Tras ellos, en la puerta, sonó un aplauso entusiasta, y cuando se volvieron, vieron a Plotio allí riendo. Entonces Jacinto y Oris se sintieron aterrorizados. Conocían muy bien a Plotio, y la alta estima que Tiberio sentía por él, su valor, discreción y cualidades militares. Plotio se adelantó hacia la hierba y puso la mano sobre el hombro de Lucano.
—Vaya exhibición —exclamó—, mi querido Lucano, podías competir en todos los juegos del circo y tener a Roma a tus pies. Para mi instrucción, te ruego que me empieces a dar lecciones de esgrima mañana. —Miró a los dos jóvenes luchadores—. ¿Quiénes son estos niños? —preguntó.
Pero Jacinto y Oris, bajando las cabezas se habían retirado hacia el final de la terraza. Plotio añadió:
—Necesitaban una lección, esos consentidos favoritos de la divina Augusta. Ten cuidado no sea que intenten envenenarte en el banquete que Augusta da esta noche en honor de Cibeles; es muy devota de la diosa viuda. Sin duda que le gustaría ser viuda también. A propósito, no pude seguir tus movimientos cuando luchaste con esos chicos. No hiciste más que extender el brazo y cuando ellos cogían tu hombro te inclinaste hacia atrás y salieron volando. Como Ícaro y con el mismo resultado.

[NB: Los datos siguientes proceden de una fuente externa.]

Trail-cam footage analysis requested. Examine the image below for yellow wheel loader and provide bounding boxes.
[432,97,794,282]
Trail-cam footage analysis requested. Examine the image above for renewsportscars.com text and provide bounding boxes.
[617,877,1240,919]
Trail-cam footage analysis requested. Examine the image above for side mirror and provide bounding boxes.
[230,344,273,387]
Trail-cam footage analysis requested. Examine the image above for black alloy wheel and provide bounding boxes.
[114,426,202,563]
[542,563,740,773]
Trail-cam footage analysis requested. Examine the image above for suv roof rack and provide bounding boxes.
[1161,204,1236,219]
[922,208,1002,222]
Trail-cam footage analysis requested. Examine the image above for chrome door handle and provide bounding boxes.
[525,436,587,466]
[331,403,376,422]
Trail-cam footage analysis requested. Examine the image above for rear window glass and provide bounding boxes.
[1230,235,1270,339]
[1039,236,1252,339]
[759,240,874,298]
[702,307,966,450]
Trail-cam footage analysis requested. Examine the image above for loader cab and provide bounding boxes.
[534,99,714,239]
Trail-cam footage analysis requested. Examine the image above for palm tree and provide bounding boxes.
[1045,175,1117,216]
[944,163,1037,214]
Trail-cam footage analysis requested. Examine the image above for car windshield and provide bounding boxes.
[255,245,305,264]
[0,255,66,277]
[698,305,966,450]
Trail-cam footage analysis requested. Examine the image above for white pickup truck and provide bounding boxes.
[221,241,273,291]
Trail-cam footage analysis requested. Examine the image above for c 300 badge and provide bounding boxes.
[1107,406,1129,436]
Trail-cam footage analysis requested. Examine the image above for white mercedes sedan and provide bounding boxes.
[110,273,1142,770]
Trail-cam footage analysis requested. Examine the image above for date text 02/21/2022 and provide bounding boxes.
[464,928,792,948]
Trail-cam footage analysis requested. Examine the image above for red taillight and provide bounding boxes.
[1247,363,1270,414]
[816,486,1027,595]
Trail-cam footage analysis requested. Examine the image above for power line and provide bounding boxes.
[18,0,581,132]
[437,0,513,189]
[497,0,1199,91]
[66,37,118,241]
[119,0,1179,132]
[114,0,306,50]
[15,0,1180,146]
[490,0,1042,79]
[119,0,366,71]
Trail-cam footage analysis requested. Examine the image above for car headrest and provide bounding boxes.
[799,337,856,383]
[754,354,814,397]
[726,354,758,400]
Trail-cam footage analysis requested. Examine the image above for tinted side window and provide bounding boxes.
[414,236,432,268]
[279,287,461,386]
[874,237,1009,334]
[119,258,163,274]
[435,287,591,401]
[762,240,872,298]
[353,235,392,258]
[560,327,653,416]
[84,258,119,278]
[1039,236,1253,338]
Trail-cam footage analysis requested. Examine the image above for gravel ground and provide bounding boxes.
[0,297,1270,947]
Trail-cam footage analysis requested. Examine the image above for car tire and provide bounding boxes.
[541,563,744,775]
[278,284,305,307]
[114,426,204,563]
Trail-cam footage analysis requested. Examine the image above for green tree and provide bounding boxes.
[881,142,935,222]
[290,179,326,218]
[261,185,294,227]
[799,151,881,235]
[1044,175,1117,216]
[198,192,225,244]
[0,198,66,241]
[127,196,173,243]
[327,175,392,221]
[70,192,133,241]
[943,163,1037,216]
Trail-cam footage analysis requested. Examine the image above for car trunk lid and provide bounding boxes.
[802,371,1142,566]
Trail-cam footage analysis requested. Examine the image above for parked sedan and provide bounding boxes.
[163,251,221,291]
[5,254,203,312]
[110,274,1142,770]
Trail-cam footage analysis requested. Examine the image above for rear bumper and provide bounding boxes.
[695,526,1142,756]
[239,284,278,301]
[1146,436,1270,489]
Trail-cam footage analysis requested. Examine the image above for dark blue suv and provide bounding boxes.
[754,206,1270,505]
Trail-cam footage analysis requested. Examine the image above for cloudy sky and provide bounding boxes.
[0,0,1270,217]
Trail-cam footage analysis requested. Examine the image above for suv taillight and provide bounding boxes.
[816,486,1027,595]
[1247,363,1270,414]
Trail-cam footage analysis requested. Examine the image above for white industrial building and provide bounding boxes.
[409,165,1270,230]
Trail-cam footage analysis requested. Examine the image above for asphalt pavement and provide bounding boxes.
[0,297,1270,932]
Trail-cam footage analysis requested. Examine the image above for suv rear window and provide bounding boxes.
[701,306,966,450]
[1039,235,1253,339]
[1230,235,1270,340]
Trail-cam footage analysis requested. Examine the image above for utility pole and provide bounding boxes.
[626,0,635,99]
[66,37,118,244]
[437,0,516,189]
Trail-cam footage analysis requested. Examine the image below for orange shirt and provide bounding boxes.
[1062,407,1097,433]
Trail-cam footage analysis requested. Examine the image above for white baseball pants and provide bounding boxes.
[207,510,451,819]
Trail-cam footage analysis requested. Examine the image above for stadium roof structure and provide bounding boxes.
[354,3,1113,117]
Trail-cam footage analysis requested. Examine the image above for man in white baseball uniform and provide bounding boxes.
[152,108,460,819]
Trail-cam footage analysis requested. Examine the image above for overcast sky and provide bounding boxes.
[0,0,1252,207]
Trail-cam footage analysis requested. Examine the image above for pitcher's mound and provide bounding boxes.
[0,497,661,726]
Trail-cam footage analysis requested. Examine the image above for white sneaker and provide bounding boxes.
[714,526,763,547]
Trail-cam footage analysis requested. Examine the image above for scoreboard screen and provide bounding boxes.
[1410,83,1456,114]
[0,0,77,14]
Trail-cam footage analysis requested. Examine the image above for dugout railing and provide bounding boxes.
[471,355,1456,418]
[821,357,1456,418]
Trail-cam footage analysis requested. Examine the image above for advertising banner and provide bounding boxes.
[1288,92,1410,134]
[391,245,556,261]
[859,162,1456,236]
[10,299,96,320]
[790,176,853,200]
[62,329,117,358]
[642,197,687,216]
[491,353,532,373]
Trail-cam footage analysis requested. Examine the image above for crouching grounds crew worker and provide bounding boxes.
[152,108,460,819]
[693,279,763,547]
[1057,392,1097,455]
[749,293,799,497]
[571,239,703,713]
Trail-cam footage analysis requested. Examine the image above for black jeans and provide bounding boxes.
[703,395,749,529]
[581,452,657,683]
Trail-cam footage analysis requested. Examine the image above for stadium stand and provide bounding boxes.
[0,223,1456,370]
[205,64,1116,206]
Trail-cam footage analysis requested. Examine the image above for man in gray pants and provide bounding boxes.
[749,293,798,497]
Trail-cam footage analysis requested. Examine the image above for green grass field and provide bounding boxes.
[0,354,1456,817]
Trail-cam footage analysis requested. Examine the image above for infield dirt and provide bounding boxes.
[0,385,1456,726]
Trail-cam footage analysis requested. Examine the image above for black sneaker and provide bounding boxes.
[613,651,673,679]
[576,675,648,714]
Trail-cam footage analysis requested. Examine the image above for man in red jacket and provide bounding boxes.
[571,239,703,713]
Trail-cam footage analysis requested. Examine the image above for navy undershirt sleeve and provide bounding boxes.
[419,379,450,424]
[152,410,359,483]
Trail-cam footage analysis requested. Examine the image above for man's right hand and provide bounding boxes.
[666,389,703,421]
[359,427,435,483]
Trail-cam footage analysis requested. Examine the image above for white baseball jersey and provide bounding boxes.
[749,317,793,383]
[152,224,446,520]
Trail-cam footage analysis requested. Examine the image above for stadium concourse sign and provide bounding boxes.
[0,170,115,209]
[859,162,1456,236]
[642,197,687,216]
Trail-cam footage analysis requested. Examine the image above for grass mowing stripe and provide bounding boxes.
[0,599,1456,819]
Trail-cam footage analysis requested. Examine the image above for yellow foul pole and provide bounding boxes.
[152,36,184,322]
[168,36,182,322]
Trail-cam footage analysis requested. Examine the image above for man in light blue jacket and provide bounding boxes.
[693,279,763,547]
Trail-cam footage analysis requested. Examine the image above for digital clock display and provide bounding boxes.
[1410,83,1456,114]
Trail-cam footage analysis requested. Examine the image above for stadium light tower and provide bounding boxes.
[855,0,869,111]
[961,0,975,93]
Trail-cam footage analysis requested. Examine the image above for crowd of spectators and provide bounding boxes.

—Me aproveché de ellos —dijo Lucano haciendo un guiño feliz.
Volvieron juntos a la habitación donde Plotio preguntó por qué los esclavos estaban fuera tocando música en el corredor exterior.
—Deseaban jabonarme y untarme con aceites perfumados —dijo Lucano.
Se quitó la túnica y saltó dentro del baño, donde nadó un poco, revolviendo su húmedo y dorado cabello y levantando una burbujeante espuma de agua. Plotio se colocó sobre el borde del baño y le contempló con intensa admiración.
—Nunca he visto un cuerpo así —dijo.
Lucano se deslizaba por el agua como blanco alabastro y con la misma suavidad.
—¡Ah!, las damas te amarán —añadió Plotio moviendo su encasquetada cabeza.
Ninguno de los dos jóvenes había visto a una dama en el extremo más distante de la terraza, que había salido de sus habitaciones al ruido de sus voces, había permanecido allí, contemplando, su hermoso rostro carente de expresión. Cuando apareció Plotio, se retiró a sus habitaciones sonriendo. Se dirigió a su espejo y se estudió a sí misma intensamente, entonando una canción en voz baja.